Josie smiled at him and then put one finger under the little sleeve of her afternoon gown. It was a pale lemony yellow, with a glorious strip of lace running just under the breasts. She played with the little scrap of fabric as if it were too tight. “I might let you go tomorrow,” she said.

His eyes were getting that wild look again, so she snuggled even farther back against the pillows, which meant that the delicate yellow fabric strained over her breasts. She didn’t need to look down to know that her nipples were framed against the fabric. She could feel them longing for his touch.

“No lady can hold a rake for long.” But his voice didn’t sound convinced.

She felt as if someone should be caressing her breasts, and he wasn’t, so she did it herself. She could hear his breathing. “But I’m no lady,” she told him. “Not an angel.”

“No,” he breathed.

“Not a chaste scrap of the cloud either.”

For a moment he was distracted and frowned at her.

“As Hellgate describes his dearest love,” she clarified.

“I can’t see a cloud in this room,” he promised.

“In fact, I’m a bit of a reprobate,” she said, coming up on her knees. “A strumpet.”

A strumpet would take her own pleasure, and Josie was enjoying that. In fact, her own hand felt almost as good as Mayne’s—

But maybe he saw that thought in her eyes, because a second later he pushed her hand away, and then…

40

From The Earl of Hellgate’s Memoirs,

Chapter the Twenty-sixth

I realized then that I had mistaken the nature of love. Love has nothing to do with desire; it’s the quest for the divine, found on earth. It’s finding a woman whose soul preserves a shard of heaven, and worshipping her…worshipping at her feet. I was a new man.

T hurman had never seen his father looking like this. He looked…old. Tired. Even desperate. Thurman felt like curling his lip, but he didn’t. He bowed and offered his father a cup of tea. “An unexpected pleasure.”

Henry Thurman sat down heavily and waved Cooper out of the room. Then he braced his hands on his knees in that way Thurman always hated, because it just wasn’t something a gentleman did. His father still had a smell of the printing press around him, for all his grandfather was the one who started the enterprise.“There’s no way to put this easily,” he said.

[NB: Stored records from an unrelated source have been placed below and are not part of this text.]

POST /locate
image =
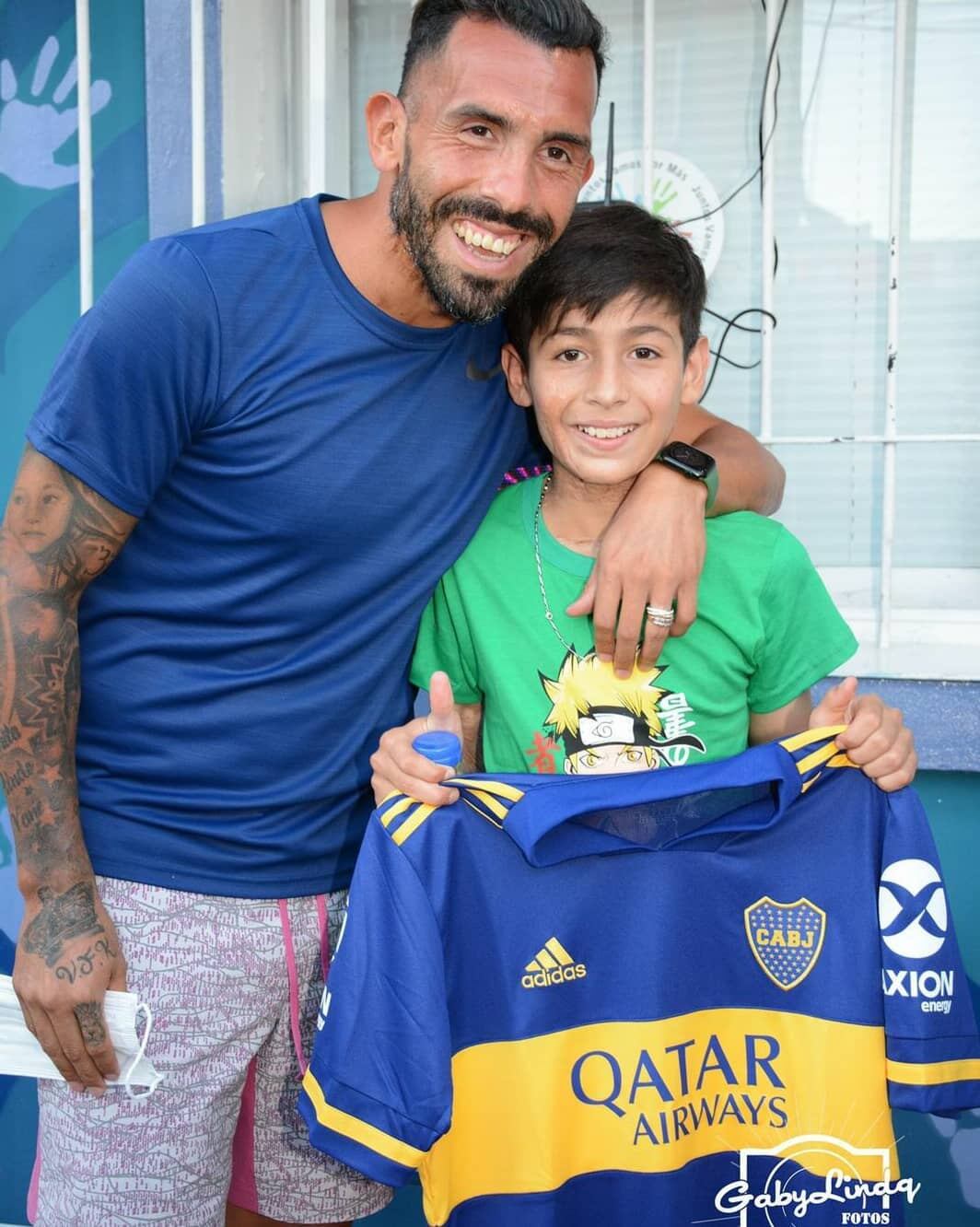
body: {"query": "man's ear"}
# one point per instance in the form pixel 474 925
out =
pixel 695 369
pixel 387 125
pixel 515 376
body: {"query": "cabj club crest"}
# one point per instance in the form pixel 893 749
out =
pixel 785 938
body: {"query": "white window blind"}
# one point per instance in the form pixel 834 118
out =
pixel 832 156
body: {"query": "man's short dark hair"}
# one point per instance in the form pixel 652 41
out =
pixel 606 251
pixel 569 25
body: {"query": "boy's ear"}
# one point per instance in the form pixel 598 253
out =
pixel 695 369
pixel 515 376
pixel 387 124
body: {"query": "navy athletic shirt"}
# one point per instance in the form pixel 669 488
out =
pixel 304 469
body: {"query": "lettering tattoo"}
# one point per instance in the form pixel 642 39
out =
pixel 84 964
pixel 62 919
pixel 56 535
pixel 91 1023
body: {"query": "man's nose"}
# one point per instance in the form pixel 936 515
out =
pixel 509 181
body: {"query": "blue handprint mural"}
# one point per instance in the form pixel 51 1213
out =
pixel 32 130
pixel 38 177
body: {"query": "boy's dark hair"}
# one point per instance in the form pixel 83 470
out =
pixel 606 251
pixel 569 25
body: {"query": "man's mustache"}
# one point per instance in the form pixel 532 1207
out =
pixel 486 211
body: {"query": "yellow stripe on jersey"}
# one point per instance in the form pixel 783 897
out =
pixel 488 786
pixel 413 824
pixel 648 1111
pixel 496 809
pixel 811 735
pixel 818 757
pixel 389 816
pixel 359 1130
pixel 479 808
pixel 934 1072
pixel 559 952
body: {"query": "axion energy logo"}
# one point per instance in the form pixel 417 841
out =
pixel 912 908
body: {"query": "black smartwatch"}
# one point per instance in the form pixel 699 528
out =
pixel 694 464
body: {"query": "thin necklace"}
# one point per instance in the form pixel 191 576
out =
pixel 548 614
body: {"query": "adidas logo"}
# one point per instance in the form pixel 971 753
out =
pixel 551 964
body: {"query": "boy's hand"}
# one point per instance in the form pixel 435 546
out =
pixel 651 554
pixel 876 739
pixel 398 768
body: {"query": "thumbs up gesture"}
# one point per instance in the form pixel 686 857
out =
pixel 398 768
pixel 876 739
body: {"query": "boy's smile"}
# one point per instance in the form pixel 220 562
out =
pixel 606 391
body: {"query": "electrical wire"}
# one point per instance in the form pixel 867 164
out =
pixel 763 141
pixel 729 325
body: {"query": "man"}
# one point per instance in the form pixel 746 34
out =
pixel 280 431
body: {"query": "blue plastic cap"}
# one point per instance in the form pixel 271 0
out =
pixel 440 747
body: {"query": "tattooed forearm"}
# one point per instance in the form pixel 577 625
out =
pixel 56 536
pixel 62 919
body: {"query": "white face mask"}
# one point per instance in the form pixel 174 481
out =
pixel 22 1056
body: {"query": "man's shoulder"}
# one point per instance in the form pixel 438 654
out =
pixel 499 532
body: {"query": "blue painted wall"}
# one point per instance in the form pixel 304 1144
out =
pixel 38 305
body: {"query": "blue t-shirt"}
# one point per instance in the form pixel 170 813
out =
pixel 304 469
pixel 569 999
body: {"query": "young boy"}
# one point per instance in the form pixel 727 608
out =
pixel 605 344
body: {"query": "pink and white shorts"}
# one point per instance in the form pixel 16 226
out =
pixel 235 987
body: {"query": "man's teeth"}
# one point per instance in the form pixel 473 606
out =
pixel 484 240
pixel 606 432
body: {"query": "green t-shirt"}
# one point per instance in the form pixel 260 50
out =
pixel 765 631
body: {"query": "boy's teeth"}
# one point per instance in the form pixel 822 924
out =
pixel 606 432
pixel 484 240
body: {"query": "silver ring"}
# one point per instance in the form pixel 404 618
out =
pixel 660 616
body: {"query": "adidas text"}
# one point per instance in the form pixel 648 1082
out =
pixel 558 976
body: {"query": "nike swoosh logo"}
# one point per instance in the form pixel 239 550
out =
pixel 479 374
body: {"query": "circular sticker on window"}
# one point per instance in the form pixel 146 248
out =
pixel 682 194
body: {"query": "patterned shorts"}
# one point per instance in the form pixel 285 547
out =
pixel 235 987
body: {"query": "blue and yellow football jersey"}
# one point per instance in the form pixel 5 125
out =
pixel 657 998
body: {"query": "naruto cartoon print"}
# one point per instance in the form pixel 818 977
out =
pixel 609 724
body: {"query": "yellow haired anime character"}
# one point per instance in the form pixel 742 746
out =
pixel 607 723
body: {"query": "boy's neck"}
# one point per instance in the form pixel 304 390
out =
pixel 577 513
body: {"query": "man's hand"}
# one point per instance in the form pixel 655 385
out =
pixel 876 739
pixel 651 554
pixel 67 956
pixel 398 768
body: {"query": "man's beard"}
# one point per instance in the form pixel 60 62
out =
pixel 465 296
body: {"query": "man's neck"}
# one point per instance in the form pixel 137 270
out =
pixel 376 262
pixel 578 513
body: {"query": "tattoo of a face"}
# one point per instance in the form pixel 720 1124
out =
pixel 62 919
pixel 56 536
pixel 91 1022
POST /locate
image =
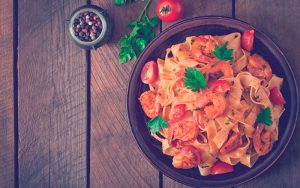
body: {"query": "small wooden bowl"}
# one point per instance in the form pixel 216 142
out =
pixel 214 26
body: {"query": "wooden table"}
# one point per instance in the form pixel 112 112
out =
pixel 62 109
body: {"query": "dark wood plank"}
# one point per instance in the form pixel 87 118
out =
pixel 279 21
pixel 6 95
pixel 200 8
pixel 116 160
pixel 52 97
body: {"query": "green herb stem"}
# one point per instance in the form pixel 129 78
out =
pixel 144 10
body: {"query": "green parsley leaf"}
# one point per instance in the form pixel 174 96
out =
pixel 223 53
pixel 265 117
pixel 139 44
pixel 193 79
pixel 141 34
pixel 124 42
pixel 156 123
pixel 152 22
pixel 126 54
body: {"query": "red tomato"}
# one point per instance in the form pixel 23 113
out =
pixel 276 97
pixel 150 104
pixel 177 113
pixel 247 40
pixel 169 10
pixel 220 86
pixel 221 168
pixel 149 72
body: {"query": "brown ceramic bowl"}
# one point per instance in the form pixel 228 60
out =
pixel 214 26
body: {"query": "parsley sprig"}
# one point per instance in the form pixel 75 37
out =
pixel 222 52
pixel 265 116
pixel 193 79
pixel 139 37
pixel 156 123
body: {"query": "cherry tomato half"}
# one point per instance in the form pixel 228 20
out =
pixel 220 86
pixel 221 168
pixel 247 40
pixel 177 113
pixel 188 157
pixel 149 72
pixel 276 96
pixel 150 104
pixel 169 10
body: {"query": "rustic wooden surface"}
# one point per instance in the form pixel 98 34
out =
pixel 53 109
pixel 280 21
pixel 52 97
pixel 6 95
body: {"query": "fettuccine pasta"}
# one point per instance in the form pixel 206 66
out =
pixel 232 119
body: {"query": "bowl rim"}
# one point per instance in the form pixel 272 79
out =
pixel 271 159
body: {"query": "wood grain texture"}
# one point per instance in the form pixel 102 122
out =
pixel 116 160
pixel 6 95
pixel 199 8
pixel 280 21
pixel 52 97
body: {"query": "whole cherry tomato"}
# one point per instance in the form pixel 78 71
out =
pixel 247 40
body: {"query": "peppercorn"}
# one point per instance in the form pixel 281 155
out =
pixel 87 26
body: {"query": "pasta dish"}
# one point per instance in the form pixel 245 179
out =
pixel 213 103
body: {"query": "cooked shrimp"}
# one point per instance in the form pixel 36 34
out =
pixel 221 67
pixel 150 104
pixel 232 143
pixel 259 67
pixel 200 118
pixel 202 49
pixel 183 131
pixel 188 157
pixel 214 103
pixel 177 87
pixel 262 140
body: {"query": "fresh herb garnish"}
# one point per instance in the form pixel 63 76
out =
pixel 138 38
pixel 265 117
pixel 193 79
pixel 156 123
pixel 223 53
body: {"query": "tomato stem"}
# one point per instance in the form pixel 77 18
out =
pixel 144 10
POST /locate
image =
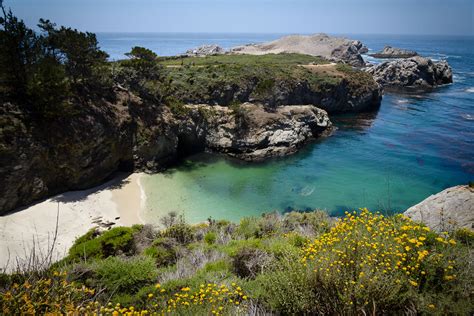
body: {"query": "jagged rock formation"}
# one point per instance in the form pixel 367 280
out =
pixel 393 52
pixel 333 48
pixel 415 72
pixel 445 211
pixel 255 133
pixel 335 91
pixel 206 50
pixel 82 151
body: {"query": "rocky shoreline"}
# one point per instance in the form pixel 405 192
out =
pixel 131 134
pixel 415 73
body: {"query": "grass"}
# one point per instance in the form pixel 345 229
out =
pixel 297 263
pixel 268 59
pixel 233 79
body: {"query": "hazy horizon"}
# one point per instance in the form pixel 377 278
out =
pixel 402 17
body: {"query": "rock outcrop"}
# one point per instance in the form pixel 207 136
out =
pixel 254 133
pixel 416 72
pixel 84 150
pixel 333 48
pixel 393 52
pixel 450 209
pixel 206 50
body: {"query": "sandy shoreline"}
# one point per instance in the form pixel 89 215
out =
pixel 33 228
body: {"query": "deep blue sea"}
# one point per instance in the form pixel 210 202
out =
pixel 414 146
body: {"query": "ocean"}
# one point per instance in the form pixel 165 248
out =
pixel 389 160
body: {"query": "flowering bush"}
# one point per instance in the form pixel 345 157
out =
pixel 370 263
pixel 56 295
pixel 44 295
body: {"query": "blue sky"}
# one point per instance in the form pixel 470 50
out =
pixel 255 16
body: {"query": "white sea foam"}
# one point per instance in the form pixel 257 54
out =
pixel 402 101
pixel 307 190
pixel 468 117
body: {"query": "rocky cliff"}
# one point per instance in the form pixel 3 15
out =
pixel 39 159
pixel 416 72
pixel 448 210
pixel 394 52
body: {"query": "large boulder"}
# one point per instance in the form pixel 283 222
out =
pixel 252 132
pixel 445 211
pixel 415 72
pixel 394 52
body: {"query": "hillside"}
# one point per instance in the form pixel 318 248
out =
pixel 299 263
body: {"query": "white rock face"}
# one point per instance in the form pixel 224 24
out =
pixel 337 48
pixel 414 72
pixel 450 209
pixel 256 133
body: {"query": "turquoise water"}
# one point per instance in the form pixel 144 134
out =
pixel 414 146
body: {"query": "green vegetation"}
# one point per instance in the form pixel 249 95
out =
pixel 297 263
pixel 61 72
pixel 269 59
pixel 46 71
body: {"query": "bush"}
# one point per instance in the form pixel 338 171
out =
pixel 95 245
pixel 43 295
pixel 465 235
pixel 285 289
pixel 369 263
pixel 164 251
pixel 249 262
pixel 120 275
pixel 210 238
pixel 183 233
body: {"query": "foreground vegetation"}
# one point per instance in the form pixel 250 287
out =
pixel 299 263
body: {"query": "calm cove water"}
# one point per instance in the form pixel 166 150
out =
pixel 414 146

Thurman sat down opposite him. He had just been about to go for a drive in Hyde Park, and he wanted nothing more than to lope out of the room and leave this perspiring, heavy man behind.

“We’re ruined.”

“What?”

“Ruined. I borrowed some money, and thought it would come through in the percents…” The story tumbled out. One name kept drumming through the flood of miserable language from his parent. Felton. Felton. Felton.

“Who is Felton?” Thurman finally demanded.

His father broke off and blinked at him. “Lucius Felton. Runs most of London, on the financial side anyway. He closed the loan…” And he was off again.

Thurman had the gist of it. Lucius Felton had ruined his family. Lucius Felton was responsible for the loss of the house in Kent—for that was what his father was saying now—and the loss of his allowance, obviously, and the loss of his racing curricle.